TL;DR

We developed an autonomous AI agent for the AndroidWorld benchmark, achieving a 94.8% success rate and ranking 2nd globally. Our secret sauce? A Hierarchical Planner-Executor architecture that separates high-level strategy (Claude Sonnet/Gemini) from low-level interaction (Claude Haiku). By implementing a Narrative Feedback Loop and a Scratchpad Memory system, our agent moves beyond simple automation to true adaptive problem-solving across 20+ real-world applications.

Introduction

We are thrilled to share that our autonomous AI agent recently achieved a 94.8% success rate on Google Research’s AndroidWorld benchmark, securing the 2nd place spot on the global leaderboard.

Navigating 20+ real-world apps—from complex calendar syncing to multi-app file management—required more than just a large language model; it required a sophisticated, multi-layered architecture. Here is the breakdown of how we built it.

1. The Hierarchical “Planner-Executor” Architecture

The core of our success lies in the separation of concerns. Instead of asking one model to do everything, we split the brain:

The Planner (The Strategist): Powered by Claude Sonnet or Gemini 3 Pro, the Planner analyzes the high-level goal, manages the "To-Do" list, and issues semantic instructions (e.g., "Find the save button").
The Executor (The Specialist): Powered by Claude Haiku, the Executor takes those semantic goals and translates them into precise pixel coordinates.

Why this works: It optimizes costs (using cheaper models for repetitive tasks) and prevents "hallucinated" clicks by forcing the Executor to justify its actions based on real-time visual feedback.

2. Learning from Failure: The Narrative Feedback Loop

Most agents fail because they get stuck in infinite loops. We solved this by implementing a Narrative Summary system. When an Executor fails a step:

It doesn't just return an error code.
It writes a "story" of what it saw and why the click failed.
The Planner reads this story, realizes the current strategy is a dead end, and pivots to a completely different approach (e.g., "If scrolling didn't find the contact, try the search bar instead").

3. The “Scratchpad” Memory System

To handle tasks that span multiple apps (like taking a recipe from a browser and adding it to a grocery list), we built an External Memory System.

Persistent Storage: Agents can createItem or fetchItem from a persistent key-value store.
Context Preservation: This allows the agent to "remember" data even if the app process restarts or the conversation context gets crowded.

4. Technical Innovations in Tooling

VLM Transcription: We integrated a dedicated Screen Transcription agent that performs OCR-like extraction, allowing the agent to "read" the screen content with 93%+ accuracy before making a move.
Adaptive Model Selection: We implemented a router that sends "Easy/Medium" tasks to Claude Sonnet and escalates "Hard" tasks to Gemini 3 Pro, balancing speed and reasoning depth.

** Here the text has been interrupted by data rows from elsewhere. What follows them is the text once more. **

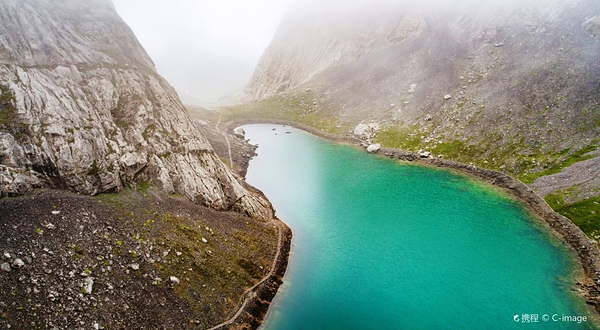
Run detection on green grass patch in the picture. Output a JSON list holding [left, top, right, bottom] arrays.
[[520, 141, 598, 183]]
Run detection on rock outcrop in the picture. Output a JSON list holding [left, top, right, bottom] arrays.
[[246, 0, 600, 183], [0, 0, 270, 218]]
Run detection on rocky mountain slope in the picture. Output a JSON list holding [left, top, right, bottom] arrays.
[[0, 0, 270, 218], [242, 0, 600, 182]]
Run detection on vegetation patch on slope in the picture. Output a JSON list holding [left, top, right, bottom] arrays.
[[0, 188, 278, 329]]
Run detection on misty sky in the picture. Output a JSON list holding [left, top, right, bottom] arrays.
[[113, 0, 291, 103]]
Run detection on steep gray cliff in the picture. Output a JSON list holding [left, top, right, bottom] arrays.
[[0, 0, 270, 217]]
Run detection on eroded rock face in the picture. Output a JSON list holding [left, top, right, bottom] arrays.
[[0, 0, 270, 222]]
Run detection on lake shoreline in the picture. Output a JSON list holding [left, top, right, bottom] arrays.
[[225, 119, 600, 314], [209, 182, 292, 330]]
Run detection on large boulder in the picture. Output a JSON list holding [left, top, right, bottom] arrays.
[[367, 143, 381, 154]]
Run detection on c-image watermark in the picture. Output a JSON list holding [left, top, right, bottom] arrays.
[[513, 314, 588, 323]]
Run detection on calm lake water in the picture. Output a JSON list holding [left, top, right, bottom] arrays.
[[244, 125, 593, 330]]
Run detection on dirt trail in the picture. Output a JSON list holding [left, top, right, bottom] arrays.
[[207, 219, 283, 330], [215, 114, 233, 169]]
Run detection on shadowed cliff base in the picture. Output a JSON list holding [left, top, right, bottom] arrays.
[[0, 186, 290, 329]]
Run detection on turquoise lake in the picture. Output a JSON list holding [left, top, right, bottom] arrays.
[[244, 125, 594, 330]]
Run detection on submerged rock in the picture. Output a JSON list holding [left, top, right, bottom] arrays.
[[367, 143, 381, 154]]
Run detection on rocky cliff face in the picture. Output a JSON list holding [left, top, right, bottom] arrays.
[[0, 0, 270, 217], [246, 0, 600, 174]]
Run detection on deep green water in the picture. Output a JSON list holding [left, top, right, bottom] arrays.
[[244, 125, 591, 330]]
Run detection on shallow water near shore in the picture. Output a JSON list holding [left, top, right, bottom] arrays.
[[244, 124, 594, 330]]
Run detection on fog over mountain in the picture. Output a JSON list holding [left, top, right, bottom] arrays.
[[113, 0, 289, 105]]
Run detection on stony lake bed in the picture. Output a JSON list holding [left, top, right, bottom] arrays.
[[244, 124, 597, 330]]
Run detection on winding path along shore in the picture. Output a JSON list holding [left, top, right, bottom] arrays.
[[224, 118, 600, 322]]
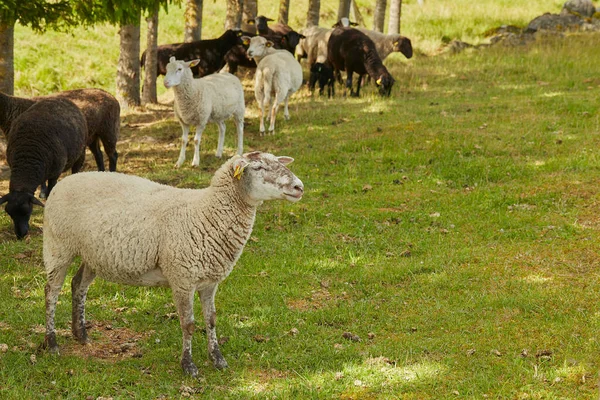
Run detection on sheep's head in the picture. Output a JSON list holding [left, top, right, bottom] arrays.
[[242, 36, 273, 58], [375, 73, 396, 97], [252, 15, 273, 35], [393, 36, 412, 58], [0, 192, 44, 239], [163, 57, 200, 89], [231, 151, 304, 203]]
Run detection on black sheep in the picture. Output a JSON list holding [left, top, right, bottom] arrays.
[[0, 98, 87, 239], [327, 27, 395, 97], [308, 62, 335, 97], [140, 29, 244, 77], [0, 89, 121, 171]]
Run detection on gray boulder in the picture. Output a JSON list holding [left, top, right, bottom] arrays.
[[560, 0, 596, 18]]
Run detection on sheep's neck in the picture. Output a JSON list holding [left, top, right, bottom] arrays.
[[0, 93, 35, 137]]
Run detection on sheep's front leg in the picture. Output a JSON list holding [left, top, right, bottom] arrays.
[[233, 112, 244, 156], [192, 124, 206, 167], [216, 121, 226, 158], [173, 289, 198, 377], [198, 284, 227, 369], [175, 124, 190, 168], [71, 263, 96, 344]]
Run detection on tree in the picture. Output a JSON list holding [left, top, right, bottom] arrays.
[[306, 0, 321, 27], [225, 0, 244, 29], [142, 7, 158, 104], [278, 0, 290, 25], [0, 0, 80, 95], [183, 0, 202, 42], [338, 0, 352, 21], [388, 0, 402, 34], [242, 0, 258, 33], [373, 0, 387, 32]]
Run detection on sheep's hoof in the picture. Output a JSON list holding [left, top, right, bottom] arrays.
[[181, 359, 198, 378]]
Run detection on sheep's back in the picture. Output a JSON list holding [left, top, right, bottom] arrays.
[[6, 99, 87, 180]]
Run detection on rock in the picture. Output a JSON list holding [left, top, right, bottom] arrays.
[[525, 13, 585, 32], [560, 0, 596, 18]]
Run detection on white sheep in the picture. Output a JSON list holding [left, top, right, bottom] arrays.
[[356, 28, 412, 61], [164, 57, 246, 168], [242, 36, 302, 135], [43, 152, 304, 376]]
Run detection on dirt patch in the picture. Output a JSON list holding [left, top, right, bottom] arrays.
[[41, 321, 153, 362]]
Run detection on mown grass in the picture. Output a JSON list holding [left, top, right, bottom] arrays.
[[0, 2, 600, 399]]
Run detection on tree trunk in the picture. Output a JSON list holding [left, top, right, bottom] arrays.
[[338, 0, 352, 21], [306, 0, 321, 27], [373, 0, 387, 32], [278, 0, 290, 25], [117, 23, 140, 110], [183, 0, 202, 42], [142, 7, 158, 104], [0, 20, 15, 95], [225, 0, 244, 29], [388, 0, 402, 34], [242, 0, 258, 34]]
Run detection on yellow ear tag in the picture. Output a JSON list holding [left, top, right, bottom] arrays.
[[233, 165, 244, 180]]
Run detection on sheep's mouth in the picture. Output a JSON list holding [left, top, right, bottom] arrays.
[[283, 192, 304, 201]]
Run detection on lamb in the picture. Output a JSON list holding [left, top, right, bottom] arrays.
[[357, 28, 412, 61], [164, 57, 246, 168], [0, 89, 121, 172], [43, 152, 304, 376], [327, 28, 395, 97], [140, 29, 243, 77], [242, 36, 302, 135], [0, 98, 87, 239]]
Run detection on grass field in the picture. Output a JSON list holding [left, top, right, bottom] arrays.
[[0, 1, 600, 399]]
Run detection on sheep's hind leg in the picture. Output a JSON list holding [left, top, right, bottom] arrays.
[[175, 125, 190, 168], [88, 138, 104, 171], [71, 262, 96, 344], [173, 289, 198, 377], [192, 124, 209, 167], [216, 121, 225, 158], [198, 284, 227, 369], [42, 252, 72, 354]]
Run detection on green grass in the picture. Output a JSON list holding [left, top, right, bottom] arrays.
[[0, 1, 600, 399]]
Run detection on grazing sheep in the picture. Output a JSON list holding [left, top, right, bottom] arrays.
[[0, 98, 87, 239], [357, 28, 412, 61], [164, 57, 246, 168], [140, 29, 243, 77], [49, 89, 121, 172], [43, 152, 304, 376], [243, 36, 302, 135], [308, 62, 335, 97], [327, 28, 395, 97], [0, 89, 121, 173]]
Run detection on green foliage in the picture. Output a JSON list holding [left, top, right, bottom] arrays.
[[0, 0, 600, 399], [0, 0, 77, 32]]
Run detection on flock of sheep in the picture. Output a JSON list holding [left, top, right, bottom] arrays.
[[0, 16, 412, 376]]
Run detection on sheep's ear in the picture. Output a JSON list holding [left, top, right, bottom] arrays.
[[233, 157, 249, 179], [29, 195, 44, 207], [277, 156, 294, 165]]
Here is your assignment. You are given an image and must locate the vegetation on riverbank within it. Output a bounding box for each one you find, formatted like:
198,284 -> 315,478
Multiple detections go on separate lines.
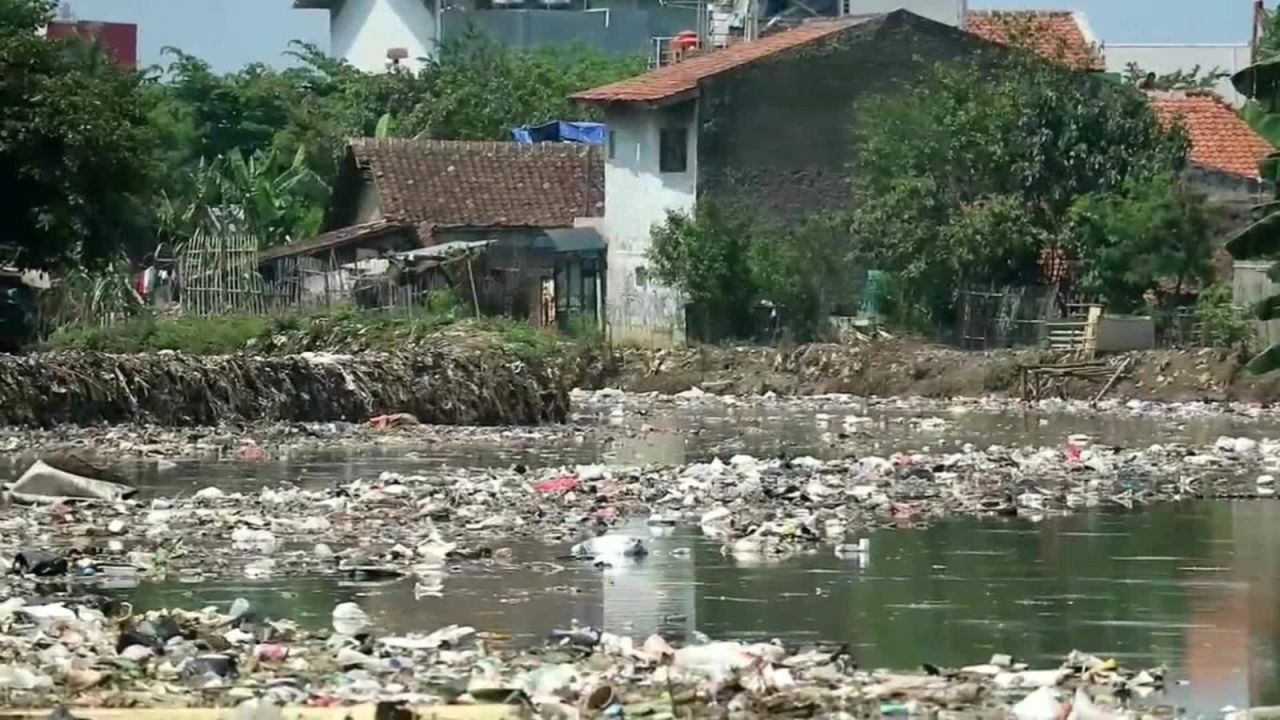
0,0 -> 645,270
45,309 -> 565,361
652,38 -> 1213,340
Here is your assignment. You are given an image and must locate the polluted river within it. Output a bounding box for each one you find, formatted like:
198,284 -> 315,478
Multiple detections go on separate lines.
0,392 -> 1280,720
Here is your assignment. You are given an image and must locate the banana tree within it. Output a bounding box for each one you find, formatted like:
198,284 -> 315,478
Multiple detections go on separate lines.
1226,60 -> 1280,373
160,147 -> 329,247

Key Takeaways for the Community

Verification is Vital: Always verify text input after typing. Android UI can be finicky; a quick transcription check saves the task.
Filter-First Strategy: We learned that agents perform 30% faster when they look for a "Filter" or "Search" icon rather than scrolling through long lists.
Prompt Caching is a Game Changer: Using Anthropic’s 5-minute TTL caching reduced our API costs and latency significantly during long, multi-step tasks.

What’s Next?

We are open-sourcing our findings and continuing to refine our feedback loops to close the gap to #1.